Developing an EPA-Compliant Waste Management Program


June 2007 - Vol. 4 No. 6

Q&A With Charlotte A. Smith, RPh, MS, HEM, President of PharmEcology Associates, LLC

PP&P: Would you say a majority of hospitals are currently in compliance with EPA guidelines?
Smith:
I would say about 15% to 20% of hospitals are reasonably compliant right now. I hope that most hospitals will start moving toward compliance before being audited and subsequently cited.

PP&P: How would you recommend hospitals respond to an enforcement action?
Smith:
First, you should respond as quickly and appropriately as possible. Demonstrating progress is extremely important. Begin by immediately analyzing your inventory to identify drugs that classify as hazardous waste. That kind of activity goes a long way in demonstrating a hospital’s intent to achieve full EPA compliance as quickly as possible. Hospitals need to be very proactive. A self-disclosure audit is also a great way to identify violations before the EPA shows up. Of course, you have to fix any problems you find, but you won’t be fined for them. The main thing is to be very focused on responding to any citations.

PP&P: How frequently should a hospital expect an EPA audit of their pharmaceutical waste management practices?
Smith:
It depends on the EPA region. There are certain hot spots, such as Regions I and II. Over the last year or so, Regions IV and VII have seen increased auditing activity. In addition to EPA audits, hospitals may be audited by state agencies for compliance with RCRA guidelines for waste management. Minnesota has been the most aggressive, so to speak, over the last few years, but we have also seen RCRA audits in Florida, California, Connecticut, and Alabama. So geographical location has a lot to do with the odds that the EPA will audit your hospital. However, I do believe it is just a matter of time before your hospital is audited. It’s a “when” and not an “if” situation.

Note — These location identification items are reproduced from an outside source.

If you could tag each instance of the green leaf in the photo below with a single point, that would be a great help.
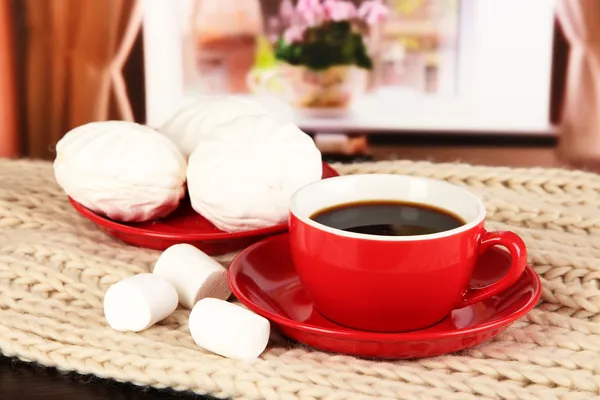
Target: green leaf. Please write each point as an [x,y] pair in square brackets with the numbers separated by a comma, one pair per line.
[324,46]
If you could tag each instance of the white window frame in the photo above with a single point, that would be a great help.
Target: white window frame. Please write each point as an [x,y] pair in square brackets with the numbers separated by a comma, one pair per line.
[504,70]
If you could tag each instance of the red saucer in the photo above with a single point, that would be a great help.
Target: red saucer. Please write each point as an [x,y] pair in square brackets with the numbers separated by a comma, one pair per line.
[184,225]
[263,278]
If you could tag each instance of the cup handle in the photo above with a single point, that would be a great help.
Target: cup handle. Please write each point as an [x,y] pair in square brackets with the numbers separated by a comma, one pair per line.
[518,255]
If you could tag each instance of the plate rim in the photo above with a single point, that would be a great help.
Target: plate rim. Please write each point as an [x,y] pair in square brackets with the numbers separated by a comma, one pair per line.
[366,336]
[215,236]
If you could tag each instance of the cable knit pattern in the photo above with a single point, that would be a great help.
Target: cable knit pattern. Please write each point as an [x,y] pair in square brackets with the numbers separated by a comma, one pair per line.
[55,267]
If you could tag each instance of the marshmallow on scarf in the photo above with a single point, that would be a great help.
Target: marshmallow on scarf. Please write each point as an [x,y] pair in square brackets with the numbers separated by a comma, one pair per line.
[138,302]
[194,274]
[228,330]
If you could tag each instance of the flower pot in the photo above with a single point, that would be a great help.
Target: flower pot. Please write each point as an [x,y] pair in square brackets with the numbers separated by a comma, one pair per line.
[326,91]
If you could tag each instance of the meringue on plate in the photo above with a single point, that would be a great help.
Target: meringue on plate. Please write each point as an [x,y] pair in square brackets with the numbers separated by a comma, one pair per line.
[194,121]
[123,170]
[243,175]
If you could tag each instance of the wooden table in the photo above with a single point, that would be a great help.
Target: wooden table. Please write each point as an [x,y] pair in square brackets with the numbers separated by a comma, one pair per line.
[26,381]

PP&P: Under what circumstances are hospitals most likely to be audited?
Smith:
The inappropriate disposal of waste could certainly trigger an audit, even if it isn’t pharmacy-related. Once the EPA is in the hospital, they will most likely inspect how drugs are being disposed of in the pharmacy and throughout the organization.

PP&P: How can hospitals limit the financial risks associated with EPA audits?
Smith:
It all comes back to moving in the direction of compliance. Taking the necessary actions now will mitigate risk, but it has to be real action. It can’t just be lip service. You have to actually identify, segregate, and manage your pharmaceutical waste appropriately.

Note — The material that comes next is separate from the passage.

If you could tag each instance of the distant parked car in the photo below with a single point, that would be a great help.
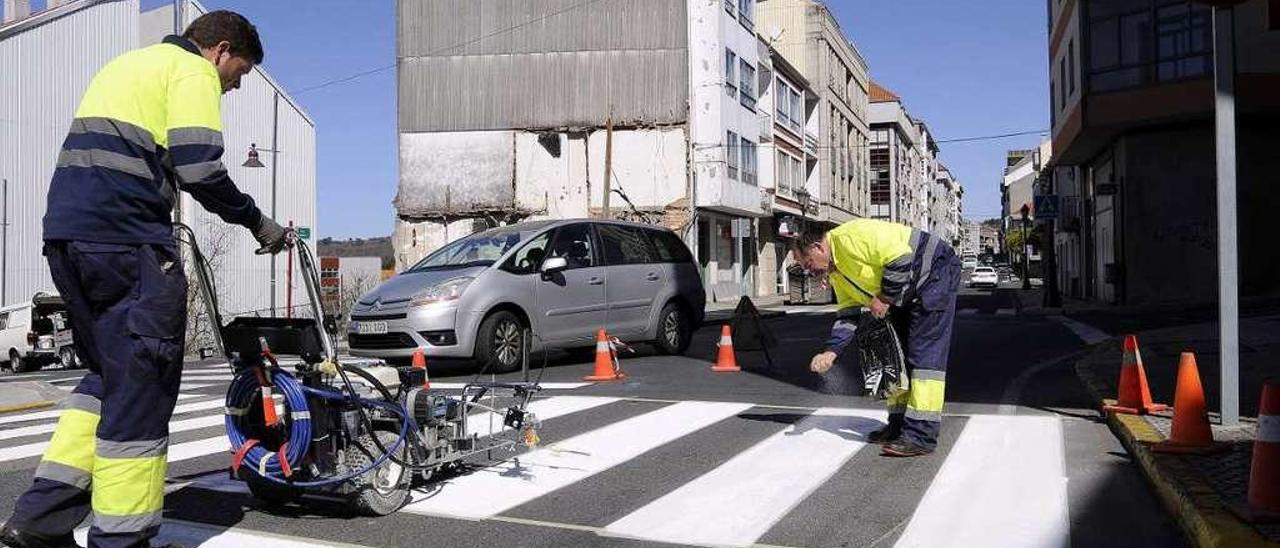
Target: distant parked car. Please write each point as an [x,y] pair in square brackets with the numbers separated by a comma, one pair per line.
[562,279]
[36,333]
[983,277]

PP&P: What specific practices can pharmacies examine to determine their EPA and RCRA compliance? Are certain aspects of waste management more error-prone than others?
Smith:
Chemotherapy waste is the low-hanging fruit for auditors. The EPA lists nine chemotherapy agents as hazardous waste, and over the years, many hospitals have disposed of them in yellow chemo containers, because they say “chemotherapy waste” on them. However, we didn’t understand that those were going to a regulated medical waste (infectious waste) incinerator, which is not the appropriate disposal site for RCRA-listed hazardous waste. Rather, unused listed chemotherapy waste must go to a higher-level incinerator with cradle-to-grave tracking. Waste vendors need to be very clear with their customers as to what their permits allow. A regulated medical waste incinerator is not permitted to dispose of hazardous waste, which must be transferred to a treatment, storage, and disposal facility (TSDF) permitted by EPA. Some hazardous waste vendors are now permitted to accept regulated medical waste as a service to their customers. The only way to be sure of a vendor’s status is to require copies of their EPA and state permits.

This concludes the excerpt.